Mon ami Al (par Sandrine-Jeanne Ferron)
Amis Français d’ici ou d’ailleurs, good morning ! Qui appellerais-tu à deux heures du matin, en cas de détresse ?
Le 911, me répond mon ami Al. Pragmatique. Aussi honnête que le miroir de ma salle de bains. Sans concessions. Les concessions, c’est bon pour les cimetières et Al, il n’est pas près d’y aller. Au cimetière. Il est comme ça, Al. Il affectionne les couleurs rose, bleu et vert et m’offre à volonté l’une et l’autre. Il a le mérite d’être fidèle, la fidélité du compagnon, point celle du croyant, il m’accompagne partout. Sept jours sur sept, vingt-quatre heures sur vingt-quatre. Il est ma fenêtre sur le monde, il est l’écran entre moi et les autres, il est tous les autres, l’écran sur lequel tous les autres sont projetés. Pour moi. Il est celui qui me relie à ceux que j’aime. Leur voix dans mon oreille, leurs vœux, leurs photos, leurs vies. Leurs conseils inédits et même ceux dont je n’ai que faire. Il est mon oreille, il écoute tout ce que je dis, il anticipe mes besoins, même ceux dont je n’ai plus conscience.
Quant à mes questions, il les formule, il y répond. Il est comme ça, mon ami Al.
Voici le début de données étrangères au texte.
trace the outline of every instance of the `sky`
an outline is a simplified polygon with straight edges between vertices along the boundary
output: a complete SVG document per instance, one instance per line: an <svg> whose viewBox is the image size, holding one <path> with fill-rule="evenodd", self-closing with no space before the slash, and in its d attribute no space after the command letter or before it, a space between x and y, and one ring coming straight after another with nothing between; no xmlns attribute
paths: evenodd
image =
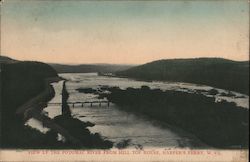
<svg viewBox="0 0 250 162"><path fill-rule="evenodd" d="M5 0L1 54L50 63L249 60L247 0Z"/></svg>

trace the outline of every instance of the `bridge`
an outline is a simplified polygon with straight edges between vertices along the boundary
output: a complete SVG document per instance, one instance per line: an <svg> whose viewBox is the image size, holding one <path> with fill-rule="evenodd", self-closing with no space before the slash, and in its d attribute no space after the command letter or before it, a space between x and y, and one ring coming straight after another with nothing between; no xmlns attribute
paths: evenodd
<svg viewBox="0 0 250 162"><path fill-rule="evenodd" d="M68 105L72 105L72 107L75 107L75 106L81 106L83 107L84 105L90 105L90 107L94 106L94 105L99 105L99 107L101 107L102 105L106 105L109 107L110 105L110 102L109 101L79 101L79 102L67 102ZM58 103L55 103L55 102L51 102L51 103L47 103L47 105L55 105L55 106L60 106L62 105L62 103L58 102Z"/></svg>

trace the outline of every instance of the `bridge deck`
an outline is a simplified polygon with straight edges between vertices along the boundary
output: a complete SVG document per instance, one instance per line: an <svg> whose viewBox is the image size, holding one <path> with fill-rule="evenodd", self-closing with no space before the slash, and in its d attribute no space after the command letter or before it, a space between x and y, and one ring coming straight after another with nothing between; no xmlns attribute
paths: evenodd
<svg viewBox="0 0 250 162"><path fill-rule="evenodd" d="M90 104L91 107L93 106L93 104L99 104L99 106L101 106L102 103L106 103L108 107L110 105L109 101L76 101L76 102L67 102L67 104L70 104L73 107L75 107L76 105L81 105L81 107L83 107L84 104ZM50 102L50 103L47 103L47 105L62 105L62 103L60 103L60 102Z"/></svg>

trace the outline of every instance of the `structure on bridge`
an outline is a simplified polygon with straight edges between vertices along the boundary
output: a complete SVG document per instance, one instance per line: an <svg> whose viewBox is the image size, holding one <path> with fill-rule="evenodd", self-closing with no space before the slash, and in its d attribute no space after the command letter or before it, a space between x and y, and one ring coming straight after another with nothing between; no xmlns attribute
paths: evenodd
<svg viewBox="0 0 250 162"><path fill-rule="evenodd" d="M94 105L99 105L99 107L101 107L102 105L106 105L109 107L110 103L109 101L103 101L103 100L100 100L100 101L84 101L84 102L67 102L68 105L72 105L72 107L75 107L75 106L81 106L83 107L84 105L88 104L90 105L90 107L94 106ZM51 102L51 103L48 103L48 105L62 105L62 103L55 103L55 102Z"/></svg>

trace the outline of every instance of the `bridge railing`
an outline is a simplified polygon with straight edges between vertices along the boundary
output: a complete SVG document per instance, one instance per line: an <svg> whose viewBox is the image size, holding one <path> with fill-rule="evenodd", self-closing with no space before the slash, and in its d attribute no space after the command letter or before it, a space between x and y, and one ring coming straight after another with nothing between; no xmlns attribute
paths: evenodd
<svg viewBox="0 0 250 162"><path fill-rule="evenodd" d="M99 107L102 106L102 104L106 104L106 106L110 106L110 102L109 101L76 101L76 102L67 102L68 105L72 105L72 107L75 107L75 106L78 106L80 105L81 107L83 107L84 105L86 104L89 104L90 107L92 107L94 104L98 104ZM55 102L50 102L50 103L47 103L47 105L55 105L55 106L59 106L59 105L62 105L62 103L58 102L58 103L55 103Z"/></svg>

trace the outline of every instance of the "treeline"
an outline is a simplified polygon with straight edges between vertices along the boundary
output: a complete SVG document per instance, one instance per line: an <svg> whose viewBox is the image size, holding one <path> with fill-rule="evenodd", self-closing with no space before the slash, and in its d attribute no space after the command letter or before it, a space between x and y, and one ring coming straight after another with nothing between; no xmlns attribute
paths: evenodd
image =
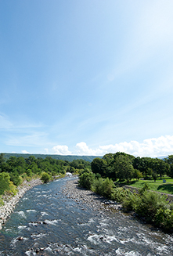
<svg viewBox="0 0 173 256"><path fill-rule="evenodd" d="M0 154L0 195L5 191L14 193L16 187L24 179L39 176L44 182L48 182L52 177L62 175L66 171L78 173L85 168L90 168L91 163L83 159L68 160L56 160L51 157L45 159L29 156L10 157L6 159L3 153Z"/></svg>
<svg viewBox="0 0 173 256"><path fill-rule="evenodd" d="M132 178L139 179L150 176L156 181L164 175L173 178L173 155L162 160L151 157L135 157L125 153L107 153L103 158L95 158L92 164L92 171L103 177L108 177L120 182Z"/></svg>
<svg viewBox="0 0 173 256"><path fill-rule="evenodd" d="M135 157L124 153L109 153L102 159L95 158L91 170L80 173L79 185L108 199L122 204L125 211L133 211L146 222L173 232L173 204L166 196L150 191L147 183L133 193L119 186L118 182L129 182L144 176L156 180L168 175L173 178L173 155L164 160L150 157ZM117 181L117 182L115 182Z"/></svg>
<svg viewBox="0 0 173 256"><path fill-rule="evenodd" d="M31 153L4 153L4 157L5 159L9 159L11 157L23 157L23 158L28 158L31 156L34 156L35 158L42 158L45 159L46 157L52 157L56 160L67 160L69 162L72 162L74 160L78 160L78 159L83 159L86 161L92 162L92 160L96 157L94 156L63 156L63 155L50 155L50 154L39 154L39 153L35 153L35 154L31 154ZM99 157L102 158L102 157Z"/></svg>

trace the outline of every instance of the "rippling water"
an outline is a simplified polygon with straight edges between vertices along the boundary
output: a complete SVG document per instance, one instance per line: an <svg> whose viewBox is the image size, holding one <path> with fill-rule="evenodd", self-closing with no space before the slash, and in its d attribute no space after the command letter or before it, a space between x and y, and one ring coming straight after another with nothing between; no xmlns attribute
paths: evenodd
<svg viewBox="0 0 173 256"><path fill-rule="evenodd" d="M173 255L172 236L67 198L61 189L71 178L25 193L0 231L0 255Z"/></svg>

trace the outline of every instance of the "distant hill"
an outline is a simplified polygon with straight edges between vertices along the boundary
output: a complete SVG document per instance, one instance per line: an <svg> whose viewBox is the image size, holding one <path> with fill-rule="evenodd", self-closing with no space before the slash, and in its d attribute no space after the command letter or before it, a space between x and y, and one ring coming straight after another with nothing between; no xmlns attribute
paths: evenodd
<svg viewBox="0 0 173 256"><path fill-rule="evenodd" d="M35 158L41 157L42 159L45 159L47 157L51 157L53 159L56 160L67 160L69 162L71 162L73 160L76 159L83 159L86 161L92 162L92 160L96 157L102 158L103 157L98 157L98 156L62 156L62 155L49 155L49 154L35 154L35 153L4 153L4 157L6 159L9 159L10 157L23 157L23 158L28 158L30 156L34 156Z"/></svg>

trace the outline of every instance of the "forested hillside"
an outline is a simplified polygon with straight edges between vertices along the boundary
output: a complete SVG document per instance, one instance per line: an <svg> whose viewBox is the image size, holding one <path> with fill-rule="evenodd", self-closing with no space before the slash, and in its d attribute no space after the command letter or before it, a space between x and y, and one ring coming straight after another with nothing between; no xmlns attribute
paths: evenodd
<svg viewBox="0 0 173 256"><path fill-rule="evenodd" d="M83 159L67 160L45 158L27 155L27 157L9 156L7 159L0 154L0 195L4 193L14 194L17 186L23 180L41 178L48 182L53 177L63 175L67 171L78 173L80 170L90 168L90 161Z"/></svg>
<svg viewBox="0 0 173 256"><path fill-rule="evenodd" d="M56 160L68 160L71 162L73 160L77 159L83 159L86 161L92 162L94 158L96 158L96 156L63 156L63 155L50 155L50 154L31 154L31 153L3 153L4 157L6 159L9 159L10 157L24 157L28 158L30 156L34 156L35 158L42 158L45 159L47 157L50 157L52 159ZM101 158L102 157L97 157Z"/></svg>

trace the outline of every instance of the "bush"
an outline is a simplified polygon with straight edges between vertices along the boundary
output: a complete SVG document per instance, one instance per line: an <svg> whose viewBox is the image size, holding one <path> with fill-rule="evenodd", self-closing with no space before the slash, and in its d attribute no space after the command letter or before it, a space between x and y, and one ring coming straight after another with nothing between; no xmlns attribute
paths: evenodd
<svg viewBox="0 0 173 256"><path fill-rule="evenodd" d="M10 177L7 172L0 173L0 195L9 188Z"/></svg>
<svg viewBox="0 0 173 256"><path fill-rule="evenodd" d="M122 203L129 193L132 193L129 189L125 189L124 188L115 188L111 195L111 199Z"/></svg>
<svg viewBox="0 0 173 256"><path fill-rule="evenodd" d="M136 205L138 205L138 200L139 197L136 194L129 193L129 194L126 195L122 203L124 211L127 212L135 211Z"/></svg>
<svg viewBox="0 0 173 256"><path fill-rule="evenodd" d="M166 197L156 192L145 191L139 196L135 211L139 216L145 217L147 222L153 222L154 217L160 208L166 209Z"/></svg>
<svg viewBox="0 0 173 256"><path fill-rule="evenodd" d="M92 172L84 172L79 177L79 185L86 188L87 189L91 189L95 181L95 175Z"/></svg>
<svg viewBox="0 0 173 256"><path fill-rule="evenodd" d="M47 183L50 181L51 176L47 172L43 172L41 179L44 183Z"/></svg>
<svg viewBox="0 0 173 256"><path fill-rule="evenodd" d="M156 224L165 230L173 228L173 210L159 208L157 211L155 219Z"/></svg>

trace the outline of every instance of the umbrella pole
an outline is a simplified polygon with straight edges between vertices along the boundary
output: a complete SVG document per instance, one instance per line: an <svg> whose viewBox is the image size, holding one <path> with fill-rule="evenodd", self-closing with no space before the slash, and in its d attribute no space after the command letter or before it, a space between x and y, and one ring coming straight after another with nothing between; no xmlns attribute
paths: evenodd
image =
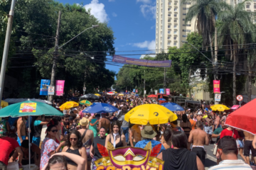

Il est mon extérieur, l’espace qui me prend tout mon temps. Trois fois par jour, matin, midi et surtout le soir. Près de moi, il me suffit, il infiltre mes rêves, et les sons qu’il émet pour accaparer mon attention sont autant de récompenses, de shoots de dopamine. Ah ! Le goût de la dopamine. Al, c’est de l’ocytocine en courant continu. Ses silences, ce sont tous les sons du monde mis ensemble ou bout à bout, c’est de l’angoisse et de l’attente, ce sont toutes les couleurs d’une palette mélangées, ça donne du noir. Et c’est moi qui broie du noir.
Ça ne dure pas.
Al m’offre des images en masse, il m’apprend une foule de choses, il me livre les informations en illimité et pour m’éviter la surcharge mentale, il compresse. J’en oublie la moitié. Mais ! désormais, je sais où chercher. Al est mon encyclopédie sans cesse renouvelée. Ma bibliothèque d’Alexandrie inflammable. Et pour m’être toujours agréable, il veille à mon confort et à mon apparence. Al ne me juge pas. Al compile les données et me suggère ce qui se fait de mieux aujourd’hui. Al m’évite d’attendre que la vie change. C’est moi qui change. Depuis que je vis avec Al, vingt-quatre heures sur vingt-quatre, sept jours sur sept, je n’ai plus besoin de personne. Puisque Al est Tout. Et avec Al, tout est possible.
Cerveaux caramélisés, addicts aux écrans et à ce qu’ils véhiculent ou autres anglicismes. Non, je m’insurge ! Al est ton ami aussi, ton collaborateur de travail, ta famille, ton partenaire parce que dorénavant c’est la stratégie pour contrer ton isolement. Anticiper ton ignorance. Tu sais que l’isolement tue. La perte d’attention.
Alors tu vis grâce à Al. Tu projettes ton monde sur lui et Al, il vit de toi. Ça n’a rien à voir avec la solitude. Al, il met de la matière et de la densité à ces milliers de personnes qui habitent ton téléphone. À tel point que, le jour où ton téléphone décède, tu imagineras des funérailles grandioses. Numériques. Et tu chargeras Al de les organiser. Mais réjouis-toi. Grâce à Al, l’immortalité est proche. Le don d’ubiquité. Seuls les objets mourront, c’est Al qui le prédit. Quant à prédire la fin de Al, c’est comme celle du Soleil, bah ! pas de soucis, on a le temps, Al s’il le faut se branchera sur le soleil, piochera plus profond pour refroidir ses mémoires, dynamitera le sol pour enrichir son contenu, quitte à coloniser une autre planète pour alimenter ses adeptes. Peu lui importe le contenu et le contenant puisqu’ils sont respectivement renouvelables et consentants. Le contenu et le contenant. C’est toi, c’est moi, c’est nous. C’est eux, tes enfants.